Sharing risk: on social risk management and the governance of labour market transitions
Günther Schmid
Discussion Papers, Research Unit: Labor Market Policy and Employment from WZB Berlin Social Science Center
Abstract:
This is a paper based on the annual lecture in honour of Hugo Sinzheimer at November 10, 2005, Hugo-Sinzheimer-Institute at the University of Amsterdam. In 1928, Sinzheimer wrote an article entitled 'Die Demokratisierung des Arbeitsverhältnisses,' (The Democratisation of the Employment Relationship). His references to unemployment insurance that had been enacted just one year earlier went beyond the participation of trade unions and employers in administration as an essential element of democratization. Sinzheimer put even more emphasis on another aspect of democratization, namely, the enlargement of the risksharing community to embrace all workers, indeed, the whole economy. The argument of the paper is that sharing risks through universal and state-guaranteed unemployment insurance is still as valid as in the time of Hugo Sinzheimer. There is no reason to roll back the welfare state. On the contrary, there are strong reasons to defend the principle of social insurance.

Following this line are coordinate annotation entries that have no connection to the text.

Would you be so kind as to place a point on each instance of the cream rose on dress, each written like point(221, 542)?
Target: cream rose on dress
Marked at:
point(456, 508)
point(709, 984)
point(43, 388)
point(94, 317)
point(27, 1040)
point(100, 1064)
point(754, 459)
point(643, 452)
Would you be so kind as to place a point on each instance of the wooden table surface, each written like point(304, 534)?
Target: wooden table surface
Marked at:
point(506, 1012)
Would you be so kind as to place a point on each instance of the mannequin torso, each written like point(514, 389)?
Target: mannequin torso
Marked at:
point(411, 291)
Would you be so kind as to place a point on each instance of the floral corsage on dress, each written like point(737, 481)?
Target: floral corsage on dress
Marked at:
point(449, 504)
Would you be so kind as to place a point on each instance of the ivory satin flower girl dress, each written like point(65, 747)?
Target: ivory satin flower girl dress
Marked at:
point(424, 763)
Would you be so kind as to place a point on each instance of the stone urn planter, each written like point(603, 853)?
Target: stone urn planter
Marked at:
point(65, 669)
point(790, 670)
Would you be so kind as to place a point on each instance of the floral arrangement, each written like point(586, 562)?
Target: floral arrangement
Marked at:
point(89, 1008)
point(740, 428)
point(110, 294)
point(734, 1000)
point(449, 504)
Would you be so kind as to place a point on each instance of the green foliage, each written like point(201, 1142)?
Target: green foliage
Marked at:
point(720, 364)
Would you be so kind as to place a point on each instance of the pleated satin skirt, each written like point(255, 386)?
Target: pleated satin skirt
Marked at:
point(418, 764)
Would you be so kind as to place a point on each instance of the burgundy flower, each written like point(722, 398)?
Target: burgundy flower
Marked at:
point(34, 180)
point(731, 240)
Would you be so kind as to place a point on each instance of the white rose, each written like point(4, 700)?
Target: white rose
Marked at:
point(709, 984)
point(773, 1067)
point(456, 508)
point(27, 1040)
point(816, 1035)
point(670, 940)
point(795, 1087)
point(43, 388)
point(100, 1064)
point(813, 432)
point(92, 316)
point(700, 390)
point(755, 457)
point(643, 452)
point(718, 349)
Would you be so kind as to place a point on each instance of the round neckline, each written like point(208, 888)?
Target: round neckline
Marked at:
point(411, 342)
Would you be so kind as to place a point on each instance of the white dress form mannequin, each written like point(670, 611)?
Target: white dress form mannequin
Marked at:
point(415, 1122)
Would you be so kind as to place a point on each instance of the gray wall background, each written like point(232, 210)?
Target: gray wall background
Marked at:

By combining a kind of work-life insurance with soft forms of governance, this principle - that of 'sharing risks' - can even be extended to include the new risks related to critical events during the life course. The argument is developed by answering the following questions: First, what are the new risks to which established insurance systems have to respond? Second, what are the advantages of social insurance compared to private savings? Third, how should we share for example the risks related to parenting and to continuing education and training? Fourth, how do we overcome risk-aversion to stimulate more individual risk-taking and thereby more responsibility?